Orfeu Negro, o filme que eternizou o Carnaval brasileiro no cinema mundial

Vencedor da Palma de Ouro e do Oscar, o longa de Marcel Camus apresentou ao mundo um Brasil de música, paixão e tragédia, embalado pelo lirismo de Vinicius de Moraes

Orfeu e Eurídice no Carnaval carioca: amor, tragédia e poesia no filme que levou o Brasil ao Oscar Foto: Reprodução/ Filme

No ritmo do Carnaval, a vida se desdobra em ciclos: alegria que explode na avenida, promessas de um amor eterno que dura apenas quatro dias, brilhos que se apagam na Quarta-Feira de Cinzas. No filme Orfeu Negro (1959), essa mesma efemeridade pulsa em cada cena. 

Há um amor que nasce no primeiro acorde de um samba, uma paixão tão intensa quanto passageira, e uma tragédia que já está escrita no compasso das batidas do tamborim. Como o Carnaval, a história de Orfeu e Eurídice é feita de excessos, delírios e desfechos que já se sabe inevitáveis.

Antes de Fernanda Torres, antes da expectativa por um Oscar para o Brasil, houve Orfeu Negro. Em 1959, o filme venceu a Palma de Ouro em Cannes. Em 1960, conquistou o Oscar de Melhor Filme Estrangeiro. 

Foi a primeira – e até hoje única – vez que uma produção em língua portuguesa recebeu o prêmio da Academia de Artes e Ciências Cinematográficas. Mais do que um triunfo, foi um cartão de visita: a festa brasileira, sua música e sua tragédia se apresentavam ao mundo.

Orfeu Negro transformou o Brasil em um espetáculo para os olhos do mundo. A favela carioca virou o palco de um mito grego, e o Carnaval, a trilha sonora de uma tragédia antiga como o tempo. 

Mas se a consagração internacional parecia coroar o filme como um embaixador da cultura brasileira, dentro do próprio país a recepção foi um tanto mais ambígua: seria essa uma representação fiel do Brasil ou um reflexo distorcido, feito para encantar os estrangeiros?

O filme, dirigido pelo francês Marcel Camus, é uma adaptação livre da peça Orfeu da Conceição, de Vinicius de Moraes. No palco, Vinicius imaginou um Orfeu negro, poeta e sambista do morro, para dar ao mito uma raiz genuinamente brasileira. 

No cinema, porém, essa essência se dilui em um colorido quase artificial, embalado pela visão romântica de um país onde a dor se dissolve em dança e a pobreza é apenas mais um elemento do cenário exótico.

A tragédia de Orfeu e Eurídice se desenrola sob os arcos do Sambódromo invisível da cidade: ele, condutor de bonde e sambista; ela, uma menina do interior que chega ao Rio de Janeiro fugindo de um destino que a persegue. 

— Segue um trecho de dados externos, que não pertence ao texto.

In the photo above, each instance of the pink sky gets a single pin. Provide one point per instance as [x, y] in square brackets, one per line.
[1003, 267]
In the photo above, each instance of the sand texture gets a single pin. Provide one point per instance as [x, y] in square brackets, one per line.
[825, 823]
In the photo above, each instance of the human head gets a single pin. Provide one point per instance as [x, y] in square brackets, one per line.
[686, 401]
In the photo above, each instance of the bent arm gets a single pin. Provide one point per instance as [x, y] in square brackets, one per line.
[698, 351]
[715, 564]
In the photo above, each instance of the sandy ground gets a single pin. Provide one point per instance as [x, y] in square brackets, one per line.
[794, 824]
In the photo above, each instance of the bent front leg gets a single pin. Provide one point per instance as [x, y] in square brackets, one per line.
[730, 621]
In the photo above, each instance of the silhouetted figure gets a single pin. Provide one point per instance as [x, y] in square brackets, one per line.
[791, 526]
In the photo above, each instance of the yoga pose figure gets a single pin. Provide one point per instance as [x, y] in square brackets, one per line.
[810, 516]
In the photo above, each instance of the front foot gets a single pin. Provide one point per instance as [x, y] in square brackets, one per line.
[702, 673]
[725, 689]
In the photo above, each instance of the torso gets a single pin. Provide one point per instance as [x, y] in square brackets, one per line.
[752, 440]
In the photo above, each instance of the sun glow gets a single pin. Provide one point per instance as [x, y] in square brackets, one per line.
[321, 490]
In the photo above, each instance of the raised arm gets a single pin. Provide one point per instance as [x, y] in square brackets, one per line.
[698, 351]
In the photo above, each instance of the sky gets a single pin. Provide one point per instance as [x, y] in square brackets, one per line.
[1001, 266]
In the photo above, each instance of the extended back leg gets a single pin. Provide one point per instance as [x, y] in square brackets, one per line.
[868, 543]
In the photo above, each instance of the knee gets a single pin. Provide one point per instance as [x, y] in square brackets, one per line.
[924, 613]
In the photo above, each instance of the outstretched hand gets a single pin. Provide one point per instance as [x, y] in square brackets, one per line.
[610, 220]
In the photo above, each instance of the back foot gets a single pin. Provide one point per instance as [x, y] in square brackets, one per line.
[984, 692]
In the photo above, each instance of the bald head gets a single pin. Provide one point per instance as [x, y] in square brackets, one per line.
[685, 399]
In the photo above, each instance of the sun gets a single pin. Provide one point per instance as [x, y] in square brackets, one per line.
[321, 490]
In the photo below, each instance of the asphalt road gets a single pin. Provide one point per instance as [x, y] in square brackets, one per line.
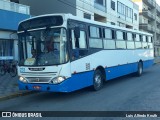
[128, 93]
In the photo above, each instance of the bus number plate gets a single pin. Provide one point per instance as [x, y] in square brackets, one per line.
[37, 87]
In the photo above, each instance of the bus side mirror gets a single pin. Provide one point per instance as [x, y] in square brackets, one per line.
[77, 32]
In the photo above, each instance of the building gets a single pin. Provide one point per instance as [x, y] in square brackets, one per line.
[118, 12]
[149, 18]
[11, 14]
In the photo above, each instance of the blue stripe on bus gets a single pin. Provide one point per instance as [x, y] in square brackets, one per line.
[85, 79]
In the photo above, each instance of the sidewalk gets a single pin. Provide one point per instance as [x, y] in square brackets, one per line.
[9, 87]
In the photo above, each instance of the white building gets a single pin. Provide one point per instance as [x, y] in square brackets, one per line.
[119, 12]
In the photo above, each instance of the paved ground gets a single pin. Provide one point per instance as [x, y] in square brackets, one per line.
[127, 93]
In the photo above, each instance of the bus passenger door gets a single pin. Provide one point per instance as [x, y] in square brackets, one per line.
[79, 52]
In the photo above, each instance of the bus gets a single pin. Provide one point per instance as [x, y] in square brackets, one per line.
[64, 53]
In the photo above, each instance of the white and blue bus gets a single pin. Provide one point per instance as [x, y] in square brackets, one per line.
[64, 53]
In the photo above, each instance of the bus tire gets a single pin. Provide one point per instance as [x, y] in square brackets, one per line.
[97, 80]
[140, 69]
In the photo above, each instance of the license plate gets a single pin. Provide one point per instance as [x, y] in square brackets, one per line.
[37, 87]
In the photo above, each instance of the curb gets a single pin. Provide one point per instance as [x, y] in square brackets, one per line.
[17, 94]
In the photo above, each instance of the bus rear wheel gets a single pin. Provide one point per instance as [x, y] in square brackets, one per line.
[140, 69]
[97, 80]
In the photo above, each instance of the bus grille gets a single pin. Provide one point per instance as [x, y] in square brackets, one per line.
[38, 79]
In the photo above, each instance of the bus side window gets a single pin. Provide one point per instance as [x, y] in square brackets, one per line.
[80, 49]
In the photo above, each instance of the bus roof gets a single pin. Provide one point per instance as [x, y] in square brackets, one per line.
[70, 16]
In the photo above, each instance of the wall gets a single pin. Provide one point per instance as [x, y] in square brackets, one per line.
[39, 7]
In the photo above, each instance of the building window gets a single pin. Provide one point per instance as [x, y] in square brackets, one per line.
[129, 12]
[6, 48]
[94, 32]
[121, 8]
[101, 2]
[135, 16]
[113, 5]
[87, 16]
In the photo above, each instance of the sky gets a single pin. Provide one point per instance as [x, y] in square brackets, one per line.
[158, 2]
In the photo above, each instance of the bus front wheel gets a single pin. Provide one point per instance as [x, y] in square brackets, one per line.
[140, 69]
[97, 80]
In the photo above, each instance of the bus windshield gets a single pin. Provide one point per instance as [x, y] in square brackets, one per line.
[43, 47]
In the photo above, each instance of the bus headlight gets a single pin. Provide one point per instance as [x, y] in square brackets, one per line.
[57, 80]
[22, 79]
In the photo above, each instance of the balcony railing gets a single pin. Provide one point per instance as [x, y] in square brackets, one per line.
[150, 3]
[99, 7]
[11, 6]
[148, 14]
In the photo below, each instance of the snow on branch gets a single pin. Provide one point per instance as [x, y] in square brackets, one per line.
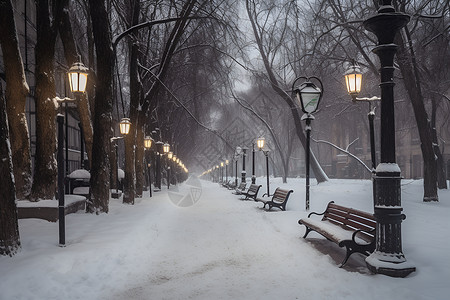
[345, 151]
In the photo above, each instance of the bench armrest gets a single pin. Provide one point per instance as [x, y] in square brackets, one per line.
[362, 230]
[314, 213]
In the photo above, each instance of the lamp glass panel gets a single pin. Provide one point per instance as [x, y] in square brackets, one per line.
[124, 126]
[309, 97]
[260, 143]
[147, 142]
[82, 82]
[73, 81]
[353, 82]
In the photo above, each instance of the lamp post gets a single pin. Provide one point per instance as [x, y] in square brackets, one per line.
[253, 164]
[124, 128]
[159, 150]
[226, 170]
[78, 74]
[169, 167]
[236, 157]
[166, 149]
[261, 142]
[308, 95]
[243, 173]
[353, 80]
[388, 257]
[148, 144]
[174, 158]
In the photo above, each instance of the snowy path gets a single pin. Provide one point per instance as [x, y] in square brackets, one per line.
[221, 248]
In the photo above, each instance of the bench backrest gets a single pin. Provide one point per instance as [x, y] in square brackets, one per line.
[280, 195]
[351, 219]
[253, 188]
[242, 186]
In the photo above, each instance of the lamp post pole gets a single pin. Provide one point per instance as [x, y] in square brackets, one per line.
[226, 171]
[308, 119]
[243, 173]
[266, 153]
[308, 95]
[253, 164]
[61, 200]
[235, 171]
[388, 257]
[159, 149]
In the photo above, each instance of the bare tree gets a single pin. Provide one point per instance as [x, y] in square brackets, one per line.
[16, 92]
[9, 225]
[16, 84]
[100, 172]
[268, 49]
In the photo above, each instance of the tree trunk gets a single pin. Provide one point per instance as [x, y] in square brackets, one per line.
[409, 70]
[441, 178]
[16, 92]
[140, 166]
[100, 172]
[9, 227]
[317, 169]
[130, 139]
[45, 168]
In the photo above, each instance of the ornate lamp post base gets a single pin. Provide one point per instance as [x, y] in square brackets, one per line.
[388, 258]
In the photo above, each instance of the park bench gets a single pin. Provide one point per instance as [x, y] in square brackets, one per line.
[347, 227]
[232, 185]
[240, 189]
[279, 199]
[227, 184]
[252, 192]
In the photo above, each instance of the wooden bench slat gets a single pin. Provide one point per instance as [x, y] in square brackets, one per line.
[279, 199]
[337, 221]
[252, 192]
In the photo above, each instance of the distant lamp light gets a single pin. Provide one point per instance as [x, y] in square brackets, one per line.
[260, 143]
[78, 78]
[308, 95]
[124, 126]
[353, 80]
[148, 142]
[166, 148]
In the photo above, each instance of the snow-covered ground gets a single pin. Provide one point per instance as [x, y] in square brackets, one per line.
[224, 248]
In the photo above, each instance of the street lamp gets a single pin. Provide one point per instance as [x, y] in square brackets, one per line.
[353, 80]
[78, 74]
[260, 143]
[226, 170]
[388, 257]
[124, 126]
[308, 96]
[166, 149]
[148, 144]
[243, 173]
[159, 150]
[253, 164]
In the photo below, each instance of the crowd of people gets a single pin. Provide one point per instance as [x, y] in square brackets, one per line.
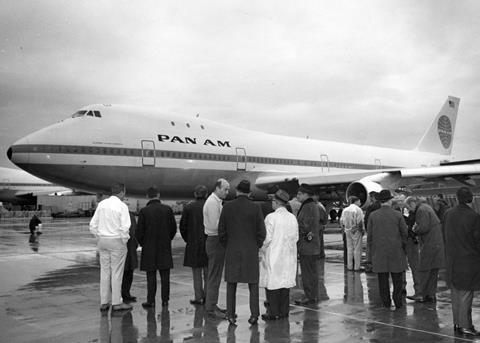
[262, 245]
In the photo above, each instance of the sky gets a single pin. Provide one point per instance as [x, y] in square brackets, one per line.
[368, 72]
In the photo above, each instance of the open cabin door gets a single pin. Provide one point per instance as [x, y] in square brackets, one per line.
[241, 159]
[148, 153]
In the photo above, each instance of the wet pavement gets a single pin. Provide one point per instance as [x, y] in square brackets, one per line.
[49, 292]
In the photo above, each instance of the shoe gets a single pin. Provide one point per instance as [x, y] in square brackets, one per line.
[129, 298]
[253, 320]
[220, 309]
[121, 307]
[197, 302]
[306, 301]
[267, 317]
[148, 305]
[216, 314]
[104, 307]
[470, 331]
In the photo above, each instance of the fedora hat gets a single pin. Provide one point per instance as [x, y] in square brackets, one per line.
[384, 195]
[282, 196]
[307, 189]
[244, 186]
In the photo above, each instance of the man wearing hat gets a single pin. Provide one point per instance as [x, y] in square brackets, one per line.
[193, 233]
[308, 245]
[462, 243]
[241, 230]
[387, 237]
[278, 262]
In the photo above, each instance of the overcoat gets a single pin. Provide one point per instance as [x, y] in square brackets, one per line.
[193, 233]
[308, 218]
[241, 230]
[386, 239]
[462, 240]
[155, 230]
[430, 238]
[278, 256]
[131, 261]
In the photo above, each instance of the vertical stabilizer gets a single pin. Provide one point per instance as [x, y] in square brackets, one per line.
[438, 138]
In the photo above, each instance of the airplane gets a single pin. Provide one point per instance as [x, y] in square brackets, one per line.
[102, 144]
[21, 188]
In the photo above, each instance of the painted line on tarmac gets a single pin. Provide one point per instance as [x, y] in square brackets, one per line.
[344, 315]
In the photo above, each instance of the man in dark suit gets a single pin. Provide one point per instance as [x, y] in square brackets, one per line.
[193, 233]
[308, 244]
[387, 238]
[241, 230]
[462, 242]
[155, 230]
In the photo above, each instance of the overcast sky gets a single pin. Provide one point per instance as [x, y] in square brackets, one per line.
[369, 72]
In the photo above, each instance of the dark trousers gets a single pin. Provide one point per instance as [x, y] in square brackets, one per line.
[127, 282]
[152, 285]
[216, 260]
[309, 268]
[199, 282]
[278, 302]
[232, 299]
[428, 282]
[384, 289]
[462, 307]
[322, 244]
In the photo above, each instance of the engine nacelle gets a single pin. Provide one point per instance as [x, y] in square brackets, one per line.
[372, 183]
[361, 189]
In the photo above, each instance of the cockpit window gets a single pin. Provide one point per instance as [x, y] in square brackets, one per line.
[88, 113]
[79, 114]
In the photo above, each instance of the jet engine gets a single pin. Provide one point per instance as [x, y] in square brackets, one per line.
[376, 183]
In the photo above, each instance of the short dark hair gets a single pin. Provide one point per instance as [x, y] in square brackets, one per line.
[464, 195]
[152, 192]
[200, 192]
[117, 188]
[353, 199]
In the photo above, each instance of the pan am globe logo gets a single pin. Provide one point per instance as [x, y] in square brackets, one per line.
[445, 131]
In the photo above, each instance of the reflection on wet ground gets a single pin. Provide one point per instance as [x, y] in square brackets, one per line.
[49, 292]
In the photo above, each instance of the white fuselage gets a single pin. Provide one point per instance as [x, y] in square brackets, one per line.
[142, 147]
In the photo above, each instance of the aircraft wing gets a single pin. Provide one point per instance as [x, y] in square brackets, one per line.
[361, 182]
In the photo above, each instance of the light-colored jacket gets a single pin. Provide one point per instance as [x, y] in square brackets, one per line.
[111, 219]
[278, 256]
[352, 219]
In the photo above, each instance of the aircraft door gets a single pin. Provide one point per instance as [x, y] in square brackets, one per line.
[148, 153]
[241, 159]
[325, 163]
[5, 184]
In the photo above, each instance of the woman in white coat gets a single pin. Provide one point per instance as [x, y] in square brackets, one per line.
[278, 257]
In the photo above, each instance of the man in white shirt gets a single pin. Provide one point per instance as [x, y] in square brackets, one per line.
[352, 223]
[215, 251]
[278, 263]
[111, 224]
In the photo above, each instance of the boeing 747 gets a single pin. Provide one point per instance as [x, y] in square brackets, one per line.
[102, 144]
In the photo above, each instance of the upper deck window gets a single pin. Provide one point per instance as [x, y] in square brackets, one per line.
[79, 114]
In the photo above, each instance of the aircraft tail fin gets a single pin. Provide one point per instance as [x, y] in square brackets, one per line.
[439, 137]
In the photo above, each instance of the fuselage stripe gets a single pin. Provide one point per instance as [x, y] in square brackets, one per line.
[185, 155]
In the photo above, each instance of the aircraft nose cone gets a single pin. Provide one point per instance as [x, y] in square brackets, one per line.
[9, 153]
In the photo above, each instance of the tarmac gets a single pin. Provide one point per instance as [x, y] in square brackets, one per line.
[49, 292]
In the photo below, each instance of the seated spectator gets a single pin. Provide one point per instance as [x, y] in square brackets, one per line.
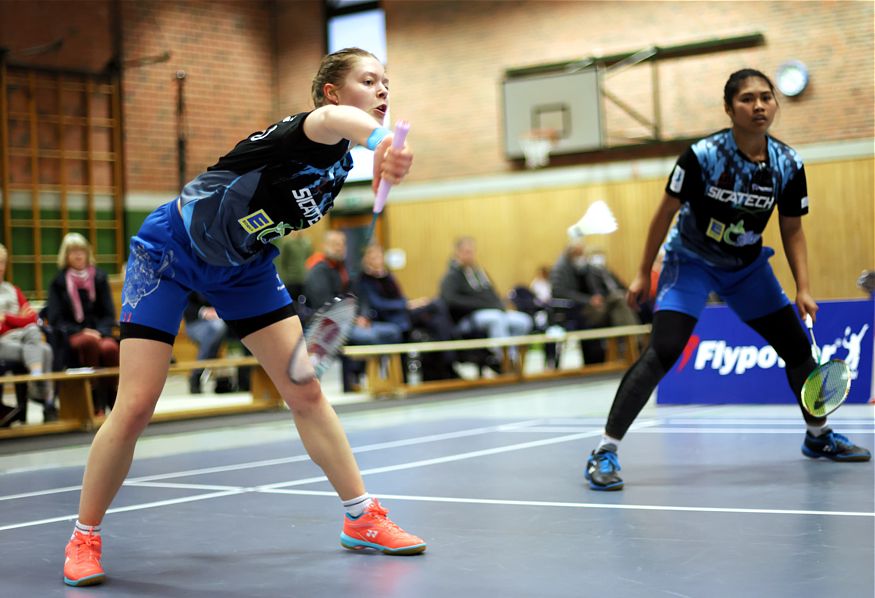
[472, 300]
[22, 342]
[541, 286]
[327, 277]
[598, 296]
[81, 313]
[385, 301]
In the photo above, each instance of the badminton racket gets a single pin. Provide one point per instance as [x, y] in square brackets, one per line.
[401, 129]
[329, 328]
[827, 387]
[597, 220]
[326, 334]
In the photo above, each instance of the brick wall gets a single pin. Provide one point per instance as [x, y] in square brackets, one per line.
[249, 62]
[226, 50]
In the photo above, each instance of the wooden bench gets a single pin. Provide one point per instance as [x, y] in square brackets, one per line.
[76, 409]
[385, 376]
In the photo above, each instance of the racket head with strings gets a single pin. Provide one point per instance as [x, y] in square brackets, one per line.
[826, 388]
[323, 340]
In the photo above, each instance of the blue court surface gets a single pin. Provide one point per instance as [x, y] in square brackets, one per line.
[719, 501]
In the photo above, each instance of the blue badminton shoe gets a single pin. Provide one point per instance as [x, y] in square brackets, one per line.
[601, 470]
[833, 446]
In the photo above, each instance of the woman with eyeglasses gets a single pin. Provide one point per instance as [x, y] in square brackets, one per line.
[724, 189]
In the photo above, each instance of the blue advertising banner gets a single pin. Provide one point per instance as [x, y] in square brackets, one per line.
[727, 362]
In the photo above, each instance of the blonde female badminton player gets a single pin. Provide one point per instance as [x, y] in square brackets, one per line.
[215, 239]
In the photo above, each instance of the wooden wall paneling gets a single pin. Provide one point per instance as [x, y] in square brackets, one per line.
[519, 231]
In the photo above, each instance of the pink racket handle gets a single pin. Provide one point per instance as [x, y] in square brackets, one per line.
[400, 134]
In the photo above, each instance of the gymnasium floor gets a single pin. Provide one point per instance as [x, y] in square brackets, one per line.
[718, 502]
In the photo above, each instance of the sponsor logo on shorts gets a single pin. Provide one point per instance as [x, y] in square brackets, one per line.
[715, 230]
[677, 179]
[255, 221]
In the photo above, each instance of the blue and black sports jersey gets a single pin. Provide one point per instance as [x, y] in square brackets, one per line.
[273, 182]
[728, 199]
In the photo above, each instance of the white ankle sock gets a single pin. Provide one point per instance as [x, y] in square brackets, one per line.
[356, 506]
[606, 440]
[87, 529]
[816, 430]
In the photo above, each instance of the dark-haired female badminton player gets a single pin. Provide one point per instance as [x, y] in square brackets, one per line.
[726, 187]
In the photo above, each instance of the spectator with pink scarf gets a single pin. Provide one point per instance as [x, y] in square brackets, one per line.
[81, 314]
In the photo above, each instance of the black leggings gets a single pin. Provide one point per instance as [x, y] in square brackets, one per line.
[672, 330]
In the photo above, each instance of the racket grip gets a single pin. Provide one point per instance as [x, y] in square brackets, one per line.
[401, 129]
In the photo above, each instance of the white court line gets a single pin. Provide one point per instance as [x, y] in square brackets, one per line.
[679, 430]
[139, 507]
[463, 456]
[177, 486]
[578, 505]
[296, 459]
[765, 422]
[668, 420]
[281, 487]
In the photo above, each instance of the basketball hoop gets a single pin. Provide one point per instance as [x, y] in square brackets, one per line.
[536, 145]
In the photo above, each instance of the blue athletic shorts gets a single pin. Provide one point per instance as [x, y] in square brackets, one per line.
[752, 292]
[163, 269]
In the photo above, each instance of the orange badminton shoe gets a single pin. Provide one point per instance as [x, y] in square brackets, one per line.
[82, 563]
[373, 529]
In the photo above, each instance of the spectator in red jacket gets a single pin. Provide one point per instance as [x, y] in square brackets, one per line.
[22, 340]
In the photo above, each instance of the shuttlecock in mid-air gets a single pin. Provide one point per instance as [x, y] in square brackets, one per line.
[598, 220]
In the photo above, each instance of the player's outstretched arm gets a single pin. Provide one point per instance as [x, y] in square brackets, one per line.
[639, 288]
[796, 249]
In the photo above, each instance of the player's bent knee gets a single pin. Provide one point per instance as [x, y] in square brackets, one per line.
[301, 398]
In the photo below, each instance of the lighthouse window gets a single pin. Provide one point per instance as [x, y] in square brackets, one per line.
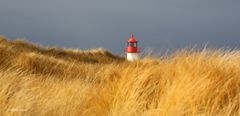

O amor deles se perde nos becos da favela, se esconde entre os estandartes de uma escola de samba, desaba como um enredo mal contado quando a quarta-feira chega sem aviso. Porque é sempre assim: no Carnaval, quem brinca com a ilusão, inevitavelmente, encara a realidade quando o dia amanhece.

A trilha sonora, composta por Tom Jobim e Luiz Bonfá, é o que há de mais eterno na obra. Canções como A Felicidade e Manhã de Carnaval sobreviveram ao tempo, atravessaram gerações e foram regravadas mundo afora. Elas carregam o mesmo dilema que o filme: entre a beleza e a melancolia, entre a alegria passageira e a ressaca inevitável.

E então resta a pergunta: o que é mais forte em Orfeu Negro — a verdade ou a fantasia? O que se viu na tela grande foi um Brasil real ou uma versão cinematográfica feita para exportação? O filme nos imortalizou no cinema mundial, mas será que nos representou?

Para além das críticas e dos aplausos, uma coisa é certa: o Carnaval de Orfeu nunca terminou. Ele continua nas esquinas, nos desfiles, nas ruas que acordam ao som do surdo e se despedem ao som do violão.

No fim, talvez seja esse o maior mérito de Orfeu Negro: mostrar que a vida, como o Carnaval, é um samba eterno, feito de amores, tragédias e saudades que nunca se apagam.